In my view, the basic problem that we have is that spreadsheets and tables are by their nature "flat". Although we like to think of a row in a table (a "record") represents one kind of thing, a row often contains metadata about several kinds of things, e.g. a specimen, a collector, a taxon, etc. It then becomes difficult to use a single column to describe everything covered in the row. In RDF, we get around this by breaking up the metadata into chunks and provide an rdf:type value for each chunk. That provides more clarity, but comes at the cost of increased complexity. When any individual user is presented with this dilemma, their response is usually "RDF is more complicated than what we need at the moment." and they move on. Hence, the lack of traction for RDF.

This is a longer answer than what you wanted, I'm sure. To come back to your specific question, I think the answer depends on how the data you are marking up is going to be used, and by whom. In RDF, we assume that we don't know who will be using data nor do we know what the use will be. You really can't take that approach with tables and spreadsheets - there needs to be some pre-existing understanding between the provider and the consumer about what ambiguous columns in a row "mean". I think that there is a general consensus in our community that dwc:basisOfRecord "means" the form of evidence that documents an occurrence record (a usual type of a row in a table sent to GBIF), and that it should have a string literal value. I'm not sure that there is a consensus about dcterms:type because it's not clear to me what people use that information for. Technically, dcterms:type (http://purl.org/dc/terms/type) should have a URI value and dc:type (http://purl.org/dc/elements/1.1/type) can have a literal value.

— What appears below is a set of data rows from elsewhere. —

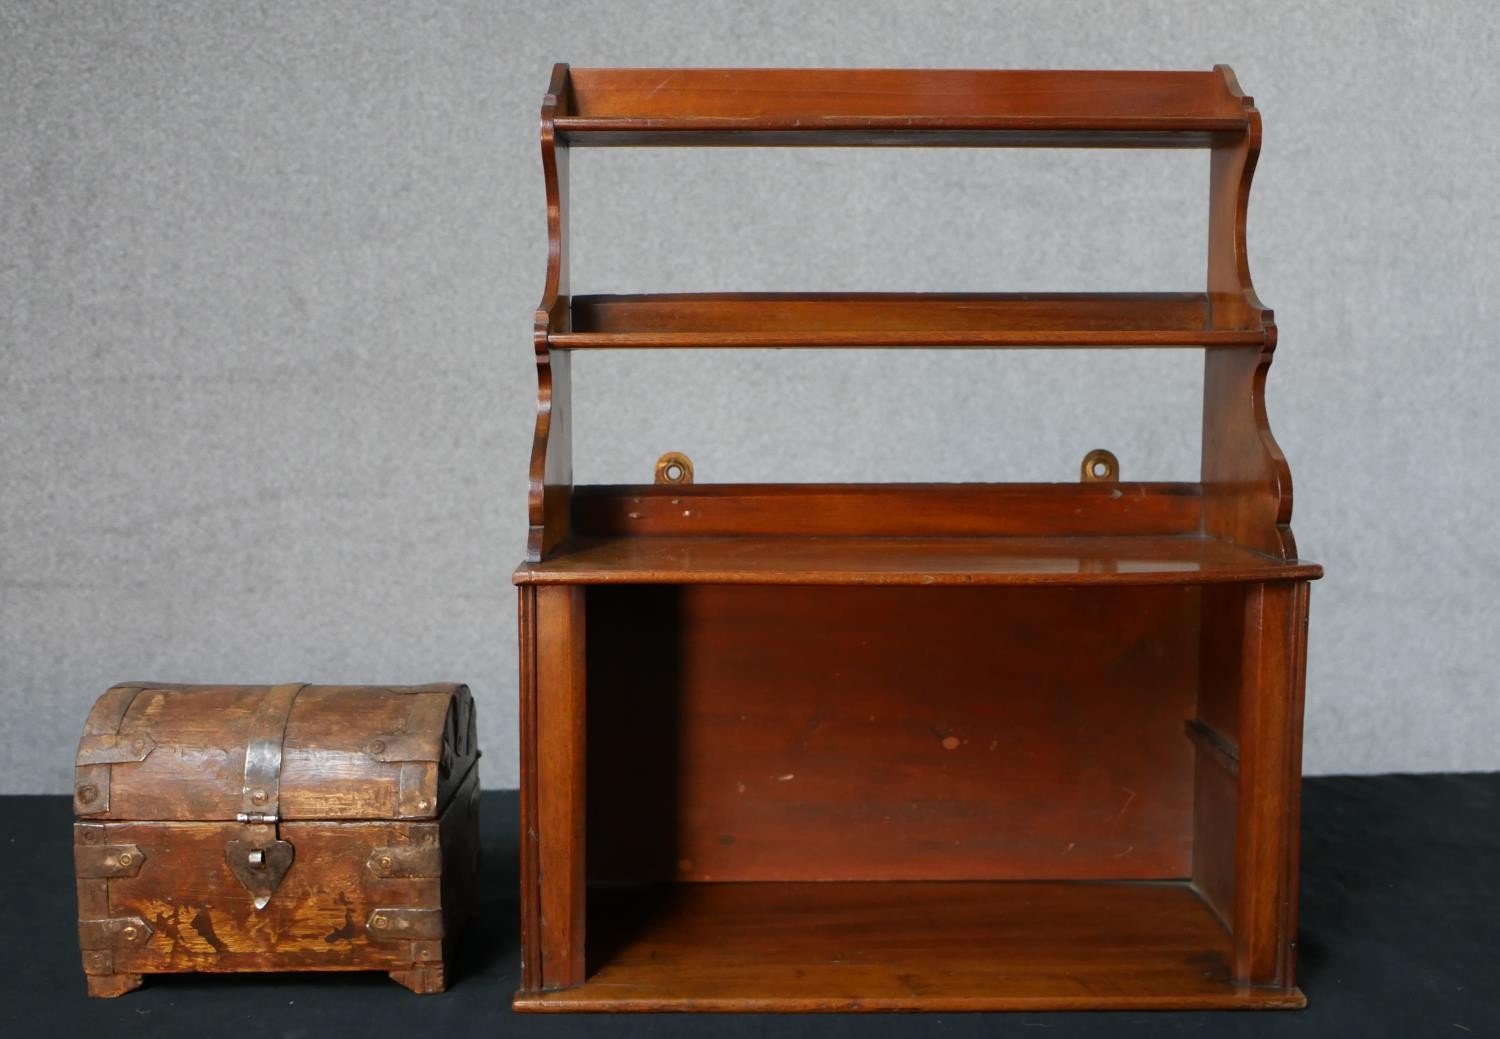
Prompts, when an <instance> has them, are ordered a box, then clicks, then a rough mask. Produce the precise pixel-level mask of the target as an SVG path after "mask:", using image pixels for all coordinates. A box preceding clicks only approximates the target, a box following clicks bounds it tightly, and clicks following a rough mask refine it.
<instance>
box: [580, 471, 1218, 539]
mask: <svg viewBox="0 0 1500 1039" xmlns="http://www.w3.org/2000/svg"><path fill="white" fill-rule="evenodd" d="M1202 525H1203V511H1202V498H1200V495H1199V484H1196V483H1079V484H1056V483H1035V484H1025V483H966V484H910V483H880V484H855V483H846V484H837V483H835V484H691V486H687V487H682V486H675V487H672V486H666V487H663V486H654V484H636V486H592V487H576V489H574V490H573V529H574V531H577V532H579V535H583V537H603V538H615V537H634V535H699V537H735V535H748V537H787V535H790V537H838V538H850V537H888V538H904V537H926V538H936V537H1011V535H1020V537H1083V535H1164V534H1197V532H1199V531H1200V529H1202Z"/></svg>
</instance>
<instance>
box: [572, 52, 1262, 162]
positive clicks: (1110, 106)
mask: <svg viewBox="0 0 1500 1039" xmlns="http://www.w3.org/2000/svg"><path fill="white" fill-rule="evenodd" d="M568 84H570V87H571V90H570V94H568V99H567V103H565V105H564V106H562V108H561V109H559V111H558V114H556V130H558V133H561V135H562V136H564V138H565V139H567V141H568V144H573V145H583V144H652V145H663V144H778V145H787V144H790V145H801V144H927V145H933V144H986V145H1005V144H1038V142H1046V144H1052V145H1068V144H1088V145H1095V147H1098V145H1107V144H1137V145H1151V147H1203V145H1206V144H1208V142H1209V141H1211V138H1212V135H1215V133H1236V132H1241V133H1242V132H1244V129H1245V111H1244V109H1242V108H1241V106H1239V103H1238V99H1235V97H1233V96H1232V94H1230V93H1229V90H1227V85H1226V81H1224V78H1223V76H1220V75H1217V73H1214V72H1061V70H968V69H570V70H568Z"/></svg>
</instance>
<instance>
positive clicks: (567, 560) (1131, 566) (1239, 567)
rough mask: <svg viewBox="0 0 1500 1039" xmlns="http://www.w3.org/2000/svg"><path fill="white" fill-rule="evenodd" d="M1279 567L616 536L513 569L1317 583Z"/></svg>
mask: <svg viewBox="0 0 1500 1039" xmlns="http://www.w3.org/2000/svg"><path fill="white" fill-rule="evenodd" d="M1320 574H1322V570H1320V568H1319V567H1317V565H1316V564H1305V562H1298V561H1293V562H1277V561H1274V559H1268V558H1266V556H1263V555H1260V553H1257V552H1251V550H1248V549H1242V547H1239V546H1235V544H1230V543H1227V541H1217V540H1214V538H1205V537H1196V535H1185V537H1103V535H1101V537H1059V538H1023V537H963V538H915V537H909V538H873V537H856V538H832V537H822V538H802V537H763V538H760V537H732V538H727V537H664V535H660V537H618V538H583V537H580V538H574V540H573V541H570V543H568V544H565V546H564V547H562V549H561V550H559V552H558V553H556V555H555V556H553V558H552V559H549V561H546V562H537V564H525V565H522V567H520V568H519V570H516V574H514V579H516V582H519V583H523V585H526V583H537V585H663V583H664V585H1203V583H1218V582H1247V580H1310V579H1314V577H1317V576H1320Z"/></svg>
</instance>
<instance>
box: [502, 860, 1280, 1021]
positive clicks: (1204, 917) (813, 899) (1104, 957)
mask: <svg viewBox="0 0 1500 1039" xmlns="http://www.w3.org/2000/svg"><path fill="white" fill-rule="evenodd" d="M598 903H600V906H598V915H597V918H595V919H597V928H598V946H597V948H600V949H603V951H607V952H609V955H607V957H601V961H600V963H598V966H597V967H595V969H594V973H592V975H591V976H589V979H588V981H586V982H585V984H582V985H579V987H576V988H570V990H564V991H558V993H523V994H520V996H517V999H516V1009H520V1011H651V1012H657V1011H738V1012H744V1011H796V1012H807V1011H953V1012H960V1011H1091V1009H1106V1008H1109V1009H1131V1011H1146V1009H1232V1008H1298V1006H1302V1005H1304V999H1302V994H1301V993H1298V991H1296V990H1292V991H1283V990H1272V988H1251V987H1247V985H1235V984H1233V982H1230V981H1229V978H1230V967H1229V960H1230V955H1232V952H1230V939H1229V936H1227V934H1226V931H1224V928H1223V925H1221V924H1220V922H1218V921H1217V919H1215V918H1214V913H1212V912H1211V910H1209V909H1208V907H1206V906H1205V904H1203V903H1202V901H1200V900H1199V898H1197V895H1196V894H1194V892H1193V891H1191V888H1188V886H1187V885H1182V883H1164V885H1158V883H1035V882H1020V883H1017V882H989V883H984V882H980V883H963V882H959V883H730V885H670V886H667V888H664V889H655V891H649V892H633V891H631V892H618V894H616V892H603V894H600V897H598Z"/></svg>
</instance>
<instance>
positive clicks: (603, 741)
mask: <svg viewBox="0 0 1500 1039" xmlns="http://www.w3.org/2000/svg"><path fill="white" fill-rule="evenodd" d="M592 144H600V145H627V144H631V145H652V147H655V145H687V144H709V145H756V144H777V145H787V144H793V145H796V144H807V145H879V144H900V145H921V144H933V145H975V147H984V145H996V147H1035V145H1061V147H1089V145H1098V147H1202V148H1211V151H1212V160H1211V171H1212V172H1211V192H1209V207H1211V219H1209V262H1208V276H1206V285H1205V291H1203V292H1167V294H1065V295H1049V294H966V295H941V294H817V295H814V294H673V295H630V297H621V295H613V297H609V295H588V297H582V295H580V297H570V295H568V289H567V235H565V226H567V220H565V216H567V213H565V157H567V147H580V145H592ZM1259 145H1260V117H1259V114H1257V112H1256V109H1254V106H1253V103H1251V100H1250V99H1248V97H1245V96H1242V94H1241V91H1239V88H1238V85H1236V82H1235V78H1233V75H1232V73H1230V72H1229V69H1226V67H1218V69H1215V70H1214V72H1182V73H1178V72H1170V73H1166V72H1163V73H1157V72H1152V73H1146V72H962V70H947V72H904V70H748V69H739V70H721V69H697V70H670V69H664V70H654V69H592V70H582V69H577V70H570V69H568V67H567V66H558V67H556V70H555V72H553V79H552V87H550V91H549V94H547V97H546V100H544V103H543V117H541V150H543V166H544V174H546V186H547V216H549V235H550V238H549V240H550V249H549V265H547V282H546V295H544V300H543V304H541V307H540V309H538V312H537V327H535V354H537V366H538V378H540V399H538V418H537V436H535V445H534V451H532V459H531V499H529V522H531V531H529V540H528V559H526V562H523V564H522V565H520V568H519V570H517V571H516V577H514V579H516V583H517V586H519V595H520V670H522V675H520V679H522V681H520V700H522V703H520V723H522V831H523V834H522V892H520V904H522V951H523V952H522V981H520V991H519V993H517V994H516V999H514V1005H516V1008H517V1009H526V1011H844V1009H870V1011H880V1009H889V1011H904V1009H926V1011H980V1009H1088V1008H1098V1009H1103V1008H1118V1009H1131V1008H1134V1009H1145V1008H1295V1006H1302V1005H1304V997H1302V993H1301V991H1299V990H1298V988H1296V984H1295V973H1293V966H1295V955H1293V952H1295V937H1296V876H1298V807H1299V786H1301V732H1302V682H1304V672H1305V645H1307V609H1308V588H1310V583H1308V582H1311V580H1314V579H1317V577H1319V576H1322V570H1320V568H1319V567H1317V565H1314V564H1308V562H1304V561H1301V559H1298V555H1296V549H1295V543H1293V538H1292V531H1290V526H1289V523H1290V511H1292V483H1290V474H1289V471H1287V465H1286V460H1284V459H1283V456H1281V451H1280V450H1278V448H1277V445H1275V441H1274V438H1272V436H1271V430H1269V426H1268V423H1266V411H1265V396H1263V394H1265V376H1266V369H1268V367H1269V364H1271V355H1272V351H1274V348H1275V339H1277V337H1275V324H1274V321H1272V315H1271V312H1269V310H1266V309H1263V307H1262V306H1260V303H1259V300H1257V298H1256V295H1254V289H1253V288H1251V282H1250V273H1248V264H1247V261H1245V210H1247V205H1248V189H1250V178H1251V172H1253V169H1254V163H1256V156H1257V153H1259ZM658 346H676V348H682V346H688V348H693V346H702V348H727V346H808V348H837V346H977V348H1004V346H1080V348H1089V346H1182V348H1190V349H1200V351H1203V355H1205V397H1203V405H1205V406H1203V451H1202V478H1200V480H1199V481H1196V483H1124V481H1119V478H1118V471H1116V468H1115V463H1113V459H1112V457H1109V456H1100V457H1097V459H1092V457H1091V459H1089V460H1088V463H1086V465H1085V466H1083V472H1082V480H1080V481H1079V483H1071V484H1061V483H1059V484H694V483H691V463H690V462H688V460H687V459H685V457H682V456H664V457H663V460H661V463H660V465H658V474H657V483H654V484H631V486H586V487H583V486H580V487H574V486H573V484H571V451H570V445H568V406H570V394H568V357H570V351H573V349H594V348H658ZM1095 462H1097V463H1098V466H1097V468H1095V465H1094V463H1095Z"/></svg>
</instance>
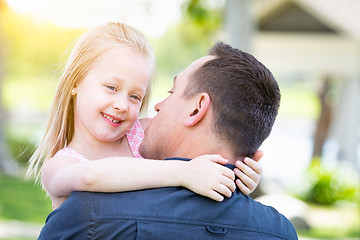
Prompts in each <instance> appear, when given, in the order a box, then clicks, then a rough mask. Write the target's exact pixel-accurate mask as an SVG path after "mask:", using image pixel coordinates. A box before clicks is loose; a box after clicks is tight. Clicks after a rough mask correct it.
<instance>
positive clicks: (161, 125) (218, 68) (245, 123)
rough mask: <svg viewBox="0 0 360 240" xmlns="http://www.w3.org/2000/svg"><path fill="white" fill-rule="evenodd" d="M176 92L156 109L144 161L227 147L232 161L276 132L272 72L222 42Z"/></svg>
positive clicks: (220, 43)
mask: <svg viewBox="0 0 360 240" xmlns="http://www.w3.org/2000/svg"><path fill="white" fill-rule="evenodd" d="M171 91H173V93H172V94H171V95H170V96H169V97H168V98H167V99H165V100H164V101H163V102H161V103H159V104H158V105H157V106H156V108H155V109H156V110H157V111H158V115H157V116H156V117H155V118H154V119H153V120H152V123H151V124H150V127H149V129H148V130H147V131H146V136H145V139H144V142H143V144H142V145H141V148H140V151H141V154H142V155H143V156H144V157H150V158H155V159H156V158H160V159H161V158H166V157H173V156H179V157H190V158H192V157H195V156H197V155H196V154H211V153H220V154H221V153H224V149H225V150H226V152H227V154H225V155H227V157H230V158H232V159H235V158H238V157H245V156H251V155H252V154H253V153H254V152H255V151H256V150H257V149H258V148H259V147H260V145H261V143H262V142H263V141H264V140H265V139H266V138H267V137H268V135H269V134H270V132H271V129H272V126H273V123H274V121H275V118H276V115H277V112H278V108H279V103H280V90H279V87H278V84H277V82H276V81H275V79H274V77H273V76H272V74H271V72H270V71H269V70H268V69H267V68H266V67H265V66H264V65H263V64H261V63H260V62H259V61H258V60H256V59H255V58H254V57H253V56H252V55H250V54H248V53H245V52H242V51H241V50H238V49H234V48H232V47H230V46H229V45H227V44H224V43H221V42H220V43H217V44H215V46H214V47H213V48H212V49H211V50H210V51H209V55H208V56H206V57H203V58H200V59H198V60H196V61H195V62H193V63H192V64H191V65H190V66H189V67H188V68H186V69H185V70H184V71H183V72H182V73H181V74H179V75H178V76H177V77H176V78H175V80H174V86H173V89H172V90H171ZM206 151H207V152H206ZM179 153H182V154H183V155H179ZM187 153H188V155H186V154H187ZM184 154H185V155H184ZM194 154H195V155H194Z"/></svg>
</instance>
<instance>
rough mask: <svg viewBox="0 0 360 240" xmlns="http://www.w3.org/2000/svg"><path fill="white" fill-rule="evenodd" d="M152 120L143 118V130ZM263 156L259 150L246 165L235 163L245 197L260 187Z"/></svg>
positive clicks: (142, 126)
mask: <svg viewBox="0 0 360 240" xmlns="http://www.w3.org/2000/svg"><path fill="white" fill-rule="evenodd" d="M150 120H151V118H142V119H140V120H139V121H140V124H141V126H142V128H143V129H146V128H147V127H148V126H149V124H150ZM263 155H264V153H263V152H262V151H261V150H258V151H256V152H255V153H254V155H253V156H252V159H251V158H245V159H244V163H243V162H241V161H237V162H236V163H235V165H236V167H237V168H235V169H234V173H235V174H236V175H237V176H238V178H239V179H237V180H236V185H237V186H238V188H239V189H240V191H241V192H242V193H243V194H244V195H250V194H251V193H252V192H253V191H254V190H255V189H256V187H257V186H258V185H259V182H260V179H261V175H262V167H261V165H260V164H259V161H260V159H261V158H262V157H263Z"/></svg>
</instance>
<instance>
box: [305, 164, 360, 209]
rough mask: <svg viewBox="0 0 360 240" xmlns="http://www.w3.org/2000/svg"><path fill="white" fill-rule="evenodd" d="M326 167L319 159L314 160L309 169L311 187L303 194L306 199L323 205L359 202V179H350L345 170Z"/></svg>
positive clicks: (359, 193) (309, 179)
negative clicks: (346, 175) (339, 169)
mask: <svg viewBox="0 0 360 240" xmlns="http://www.w3.org/2000/svg"><path fill="white" fill-rule="evenodd" d="M339 169H340V167H337V168H336V169H335V168H334V169H330V168H326V167H324V166H323V165H322V164H321V163H320V160H319V159H316V160H314V161H313V163H312V165H311V166H310V168H309V171H308V177H307V179H309V187H308V189H307V190H306V192H305V193H304V194H302V196H300V197H301V198H302V199H303V200H304V201H306V202H310V203H316V204H322V205H333V204H335V203H337V202H338V201H352V202H355V203H358V200H359V197H360V186H359V179H357V178H355V179H351V180H348V179H347V177H349V175H350V174H349V173H347V174H349V175H348V176H346V175H344V174H346V172H345V171H341V170H339Z"/></svg>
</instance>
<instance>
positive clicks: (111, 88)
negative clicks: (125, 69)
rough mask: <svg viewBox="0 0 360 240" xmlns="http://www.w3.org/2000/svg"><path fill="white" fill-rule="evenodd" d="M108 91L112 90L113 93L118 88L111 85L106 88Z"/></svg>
mask: <svg viewBox="0 0 360 240" xmlns="http://www.w3.org/2000/svg"><path fill="white" fill-rule="evenodd" d="M106 87H107V88H108V89H110V90H112V91H116V87H115V86H112V85H109V86H106Z"/></svg>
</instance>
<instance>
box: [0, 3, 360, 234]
mask: <svg viewBox="0 0 360 240" xmlns="http://www.w3.org/2000/svg"><path fill="white" fill-rule="evenodd" d="M359 12H360V1H358V0H332V1H328V0H171V1H169V0H132V1H125V0H102V1H100V0H61V1H60V0H52V1H50V0H32V1H27V0H0V100H1V101H0V239H2V240H3V239H12V240H14V239H36V237H37V235H38V233H39V231H40V229H41V227H42V226H43V224H44V222H45V218H46V216H47V215H48V214H49V213H50V212H51V210H52V208H51V202H50V200H49V199H48V198H46V194H45V193H44V192H43V191H42V190H41V187H40V186H38V185H35V184H34V180H25V179H24V172H25V169H26V163H27V161H28V159H29V157H30V156H31V154H32V152H33V151H34V148H35V147H36V144H37V142H38V140H39V138H40V136H41V134H42V132H43V128H44V125H45V121H46V118H47V114H48V110H49V107H50V104H51V101H52V98H53V96H54V92H55V88H56V86H57V81H58V79H59V76H60V75H61V72H62V68H63V66H64V64H65V62H66V59H67V57H68V54H69V52H70V50H71V49H69V45H70V44H71V43H73V42H74V41H75V40H76V38H77V37H78V36H80V35H81V34H82V33H83V32H85V31H86V30H87V29H89V28H91V27H95V26H98V25H101V24H105V23H107V22H109V21H120V22H125V23H127V24H129V25H131V26H133V27H136V28H138V29H139V30H140V31H142V32H143V33H145V35H146V36H147V37H148V39H149V40H150V42H151V44H152V46H153V47H154V50H155V55H156V60H157V64H158V76H157V79H156V82H155V84H154V89H153V94H152V102H151V103H152V104H151V105H152V107H150V108H149V110H148V113H147V116H149V117H151V116H154V114H155V113H154V110H153V106H154V104H156V103H157V102H159V101H160V100H162V99H163V98H165V97H167V91H168V90H169V89H170V88H171V85H172V80H173V78H174V76H175V75H177V74H178V73H179V72H180V71H182V70H183V69H184V68H185V67H186V66H187V65H188V64H190V63H191V62H192V61H193V60H195V59H196V58H199V57H201V56H203V55H205V54H206V52H207V50H208V49H209V47H211V46H212V44H213V43H215V42H216V41H217V40H222V41H225V42H228V43H230V44H231V45H233V46H235V47H238V48H240V49H242V50H244V51H247V52H249V53H251V54H253V55H254V56H255V57H256V58H257V59H259V60H260V61H261V62H262V63H264V64H265V65H266V66H267V67H268V68H269V69H270V70H271V71H272V72H273V74H274V76H275V78H276V79H277V80H278V82H279V84H280V88H281V92H282V102H281V107H280V112H279V116H278V119H277V121H276V123H275V125H274V128H273V131H272V133H271V135H270V137H269V138H268V139H267V140H266V141H265V142H264V144H263V145H262V146H261V149H262V150H263V151H264V153H265V156H264V157H263V159H262V160H261V164H262V166H263V170H264V174H263V177H262V180H261V183H260V185H259V187H258V189H257V190H256V191H255V192H254V193H253V195H252V197H254V198H256V199H257V200H258V201H260V202H263V203H264V204H267V205H272V206H274V207H275V208H277V209H278V211H279V212H281V213H283V214H284V215H286V216H287V217H288V218H289V219H290V220H291V221H292V222H293V224H294V226H295V228H296V230H297V232H298V234H299V238H300V239H360V216H359V209H360V208H359V199H360V180H359V170H360V14H359Z"/></svg>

But historically,TDWG has not really paid any attention to this distinction. I suspect you would find that people use dcterms:type very inconsistently. I would try to find out (from John W.) about how dcterms:type is most commonly used and do the same. Otherwise, for dcterms:type just recommend either string or URI values and try to get your community to be consistent about it.

Steve

[1] http://dublincore.org/documents/dc-rdf/#sect-5 [2] http://rs.tdwg.org/dwc/terms/guides/rdf/index.htm#2.3_Predicates

debpaul commented 7 years ago

also @dennereed see http://wiki.dublincore.org/index.php/FAQ/DC_and_DCTERMS_Namespaces for some background on where the current situation comes from. Standards evolve :-)

dennereed commented 6 years ago

Created two wiki pages to help address this issue, one document the Darwin Core paleo use of basisOfRecrod and another FAQ page on the topic to typing fossil specimens. The former is more targeted and focuses on use of Darwin Core paleo terms whereas the latter is more general and address general issues of typing and which terms are appropriate and their implementation in RDF.